The downward revision is the fourth straight cut in a year, putting world economic growth just a hair over last year’s 3.1% and only marginally above the 3% rate the IMF has previously considered a technical recession globally. “Consecutive downgrades of future economic prospects carry the risk of a world economy that reaches stalling speed and falls into widespread secular stagnation,” IMF Chief Economist Maurice Obstfeld said in the fund’s flagship report. The increasingly dour outlook sets the tone for the semiannual IMF and World Bank meetings this week in Washington, where financial leaders from around the globe will gather to take stock of the global economy.
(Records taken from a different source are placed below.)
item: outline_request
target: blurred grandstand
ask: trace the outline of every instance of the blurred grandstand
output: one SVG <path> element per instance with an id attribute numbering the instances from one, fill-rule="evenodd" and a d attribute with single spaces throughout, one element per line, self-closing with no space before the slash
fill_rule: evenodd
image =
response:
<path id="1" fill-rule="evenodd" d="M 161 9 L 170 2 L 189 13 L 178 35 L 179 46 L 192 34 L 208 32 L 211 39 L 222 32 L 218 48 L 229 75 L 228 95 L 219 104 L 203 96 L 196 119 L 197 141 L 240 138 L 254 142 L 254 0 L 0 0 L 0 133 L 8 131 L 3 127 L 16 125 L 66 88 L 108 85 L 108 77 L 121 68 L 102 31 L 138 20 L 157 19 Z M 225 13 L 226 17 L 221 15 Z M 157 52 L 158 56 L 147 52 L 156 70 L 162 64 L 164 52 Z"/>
Recessions in Russia and Brazil are proving to be deeper and longer than the IMF anticipated after political problems compounded the effects of a plunge in commodity prices. Dozens of other oil exporters—from Venezuela to Canada, Saudi Arabia to Nigeria—are also facing sharp slowdowns. The IMF upgraded China’s growth forecast this year by 0.2 percentage point to 6.5% as the service sector compensated for a downturn in manufacturing. But the country’s deceleration continues to hit trade partners around the world. Jitters about the fate of the world’s second-largest economy have roiled global markets in the last year.

CNBC writes:

Obstfeld said both the U.S. and Europe faced a backlash at home against international economic integration — as seen in the rise of euroskeptic parties in the European Union (EU) and the isolationist policies of some U.S. presidential candidates . This trend threatened to halt or reverse 70 years of increasingly open trade, he warned. The EU's open borders between member countries were also under threat, Obstfeld added, due to both economic pressures and the influx of refugees from the Middle East. "Continuing violent instability in a number of countries, notably Syria, continues to crater their economies, driving millions of refugees to surrounding countries as well as to Europe. This is a humanitarian disaster," the economist said at the conference. "It has challenged the European Union's capacity to preserve open internal borders and as the incidence of terrorism has increased, the strains have only grown. Coupled with other, economic, pressures, the result in Europe has been a rising tide of inward-looking nationalism." He said one manifestation of this was the possibility the U.K. might vote to leave the EU in the referendum the country is holding in June 23. This would damage a wide range of trade and investment relations, Obstfeld said.